Location
- Country: Tatarstan, Russia

Physical characteristics
- • location: Maydan, Verkhneuslonsky District, Volga Upland
- Mouth: Sviyaga
- • location: Kuybyshev Reservoir near Sviyazhsk
- • coordinates: 55°43′59″N 48°42′25″E﻿ / ﻿55.73306°N 48.70694°E
- • elevation: 53 m (174 ft)
- Length: 47 km (29 mi)
- Basin size: 517 km^{2} (200 sq mi)

Basin features
- Progression: Sviyaga→ Volga→ Caspian Sea

= Sulitsa =

The Sulitsa (Сули́ца, Сөлчә) is a river in Tatarstan, Russian Federation, a right-bank tributary of the Sviyaga.

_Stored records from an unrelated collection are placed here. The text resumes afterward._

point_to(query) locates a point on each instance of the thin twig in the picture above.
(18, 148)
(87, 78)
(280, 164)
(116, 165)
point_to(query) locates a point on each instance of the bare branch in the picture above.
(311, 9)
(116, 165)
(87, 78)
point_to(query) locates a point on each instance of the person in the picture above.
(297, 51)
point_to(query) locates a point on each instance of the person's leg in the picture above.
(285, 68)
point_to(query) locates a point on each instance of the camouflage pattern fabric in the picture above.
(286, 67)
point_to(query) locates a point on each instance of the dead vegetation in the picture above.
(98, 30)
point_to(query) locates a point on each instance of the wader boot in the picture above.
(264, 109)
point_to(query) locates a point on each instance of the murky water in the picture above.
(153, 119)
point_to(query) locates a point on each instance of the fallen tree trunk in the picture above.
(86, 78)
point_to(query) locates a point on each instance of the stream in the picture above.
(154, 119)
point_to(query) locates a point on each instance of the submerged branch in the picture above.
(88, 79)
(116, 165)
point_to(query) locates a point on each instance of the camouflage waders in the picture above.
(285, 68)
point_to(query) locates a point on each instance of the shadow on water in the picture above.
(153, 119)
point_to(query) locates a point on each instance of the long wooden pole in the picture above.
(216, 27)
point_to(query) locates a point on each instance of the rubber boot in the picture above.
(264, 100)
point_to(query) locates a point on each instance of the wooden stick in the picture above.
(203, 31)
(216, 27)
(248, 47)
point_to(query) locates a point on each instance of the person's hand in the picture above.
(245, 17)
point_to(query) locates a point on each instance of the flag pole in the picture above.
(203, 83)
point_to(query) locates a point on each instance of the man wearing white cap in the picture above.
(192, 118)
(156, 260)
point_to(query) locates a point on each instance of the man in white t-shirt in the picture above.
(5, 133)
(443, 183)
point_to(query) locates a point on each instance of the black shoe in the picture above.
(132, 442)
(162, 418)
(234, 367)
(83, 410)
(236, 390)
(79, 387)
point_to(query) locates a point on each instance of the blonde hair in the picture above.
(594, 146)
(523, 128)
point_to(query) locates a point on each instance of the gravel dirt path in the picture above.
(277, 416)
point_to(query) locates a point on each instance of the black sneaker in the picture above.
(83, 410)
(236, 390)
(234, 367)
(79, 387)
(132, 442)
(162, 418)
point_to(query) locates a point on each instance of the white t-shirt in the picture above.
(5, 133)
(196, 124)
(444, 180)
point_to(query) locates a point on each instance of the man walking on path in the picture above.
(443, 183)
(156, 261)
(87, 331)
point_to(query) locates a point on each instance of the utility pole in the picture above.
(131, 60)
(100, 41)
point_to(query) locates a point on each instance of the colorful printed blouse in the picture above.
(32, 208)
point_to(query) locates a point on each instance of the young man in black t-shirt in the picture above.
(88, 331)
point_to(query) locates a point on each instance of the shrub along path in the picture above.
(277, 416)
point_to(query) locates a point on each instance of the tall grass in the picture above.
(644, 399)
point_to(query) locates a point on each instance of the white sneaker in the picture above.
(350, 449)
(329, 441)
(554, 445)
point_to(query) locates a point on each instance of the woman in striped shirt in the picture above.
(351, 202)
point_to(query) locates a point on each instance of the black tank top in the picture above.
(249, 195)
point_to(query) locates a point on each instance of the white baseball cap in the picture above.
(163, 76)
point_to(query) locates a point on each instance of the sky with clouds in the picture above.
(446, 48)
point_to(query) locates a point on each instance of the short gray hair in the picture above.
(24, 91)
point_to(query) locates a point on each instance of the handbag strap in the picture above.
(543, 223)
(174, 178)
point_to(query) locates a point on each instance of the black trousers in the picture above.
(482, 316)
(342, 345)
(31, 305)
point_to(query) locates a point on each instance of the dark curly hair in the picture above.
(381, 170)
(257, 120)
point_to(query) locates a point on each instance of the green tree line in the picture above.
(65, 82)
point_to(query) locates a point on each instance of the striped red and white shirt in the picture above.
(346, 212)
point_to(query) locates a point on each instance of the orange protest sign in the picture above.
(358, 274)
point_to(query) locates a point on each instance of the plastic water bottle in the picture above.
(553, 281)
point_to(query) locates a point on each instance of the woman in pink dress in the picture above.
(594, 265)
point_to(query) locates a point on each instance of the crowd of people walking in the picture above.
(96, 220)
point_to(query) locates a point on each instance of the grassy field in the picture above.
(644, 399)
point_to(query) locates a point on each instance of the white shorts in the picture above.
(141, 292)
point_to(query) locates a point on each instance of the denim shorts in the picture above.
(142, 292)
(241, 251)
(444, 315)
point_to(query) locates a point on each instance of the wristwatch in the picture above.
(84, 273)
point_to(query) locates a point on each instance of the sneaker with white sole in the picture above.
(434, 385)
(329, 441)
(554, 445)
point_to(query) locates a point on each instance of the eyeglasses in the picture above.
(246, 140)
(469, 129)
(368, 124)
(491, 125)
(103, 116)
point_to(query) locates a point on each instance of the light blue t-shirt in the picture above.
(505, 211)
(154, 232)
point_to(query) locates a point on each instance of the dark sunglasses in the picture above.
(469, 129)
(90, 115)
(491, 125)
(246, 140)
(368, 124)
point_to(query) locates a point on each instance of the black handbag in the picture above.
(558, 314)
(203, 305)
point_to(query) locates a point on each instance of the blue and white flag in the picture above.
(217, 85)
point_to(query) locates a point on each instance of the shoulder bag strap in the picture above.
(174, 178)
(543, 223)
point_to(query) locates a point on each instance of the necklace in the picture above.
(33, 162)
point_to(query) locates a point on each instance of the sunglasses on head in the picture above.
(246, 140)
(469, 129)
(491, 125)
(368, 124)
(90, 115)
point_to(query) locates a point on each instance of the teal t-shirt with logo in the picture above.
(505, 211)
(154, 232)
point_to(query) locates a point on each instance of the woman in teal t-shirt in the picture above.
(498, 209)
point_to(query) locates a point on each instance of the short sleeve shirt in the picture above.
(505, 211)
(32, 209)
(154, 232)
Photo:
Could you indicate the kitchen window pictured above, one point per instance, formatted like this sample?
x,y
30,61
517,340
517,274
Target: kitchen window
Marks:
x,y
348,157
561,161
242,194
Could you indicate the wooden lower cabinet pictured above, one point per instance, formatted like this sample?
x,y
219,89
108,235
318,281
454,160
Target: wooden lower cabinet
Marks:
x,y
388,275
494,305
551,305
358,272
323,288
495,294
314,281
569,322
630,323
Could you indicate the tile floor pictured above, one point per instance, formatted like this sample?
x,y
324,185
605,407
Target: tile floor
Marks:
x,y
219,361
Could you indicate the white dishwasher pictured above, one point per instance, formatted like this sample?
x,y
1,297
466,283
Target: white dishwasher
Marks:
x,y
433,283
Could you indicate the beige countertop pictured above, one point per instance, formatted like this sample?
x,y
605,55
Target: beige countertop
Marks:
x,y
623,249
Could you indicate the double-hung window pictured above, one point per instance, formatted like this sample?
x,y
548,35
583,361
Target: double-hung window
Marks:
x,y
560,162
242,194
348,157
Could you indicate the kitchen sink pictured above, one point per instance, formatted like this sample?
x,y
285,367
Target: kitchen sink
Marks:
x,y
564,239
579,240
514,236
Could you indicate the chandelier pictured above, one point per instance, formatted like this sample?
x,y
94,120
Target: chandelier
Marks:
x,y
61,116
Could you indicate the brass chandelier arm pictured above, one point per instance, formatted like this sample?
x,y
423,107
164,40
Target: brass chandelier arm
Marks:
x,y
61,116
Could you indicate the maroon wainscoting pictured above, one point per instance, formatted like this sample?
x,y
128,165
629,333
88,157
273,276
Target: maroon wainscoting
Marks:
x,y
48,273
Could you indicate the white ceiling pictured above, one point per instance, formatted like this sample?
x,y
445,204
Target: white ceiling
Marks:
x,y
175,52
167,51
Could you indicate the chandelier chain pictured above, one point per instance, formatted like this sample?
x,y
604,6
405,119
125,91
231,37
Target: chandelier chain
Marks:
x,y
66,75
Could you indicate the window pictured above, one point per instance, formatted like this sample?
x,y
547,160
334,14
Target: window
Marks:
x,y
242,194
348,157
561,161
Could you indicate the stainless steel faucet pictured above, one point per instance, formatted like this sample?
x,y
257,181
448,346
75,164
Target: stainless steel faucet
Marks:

It is 47 km long, and its drainage basin covers 517 km2. It begins 3 km west of Maydan village of the Verkhneuslonsky District and flows to the Kuybyshev Reservoir south of Sviyazhsk.
Major tributaries are the Changara, Mamatkozino, and Klyancheyka. The maximal mineralization 500–700 mg/L. The average sediment deposition at the river mouth per year is 113 mm. Drainage is regulated. Since 1978 it has been protected as a natural monument of Tatarstan.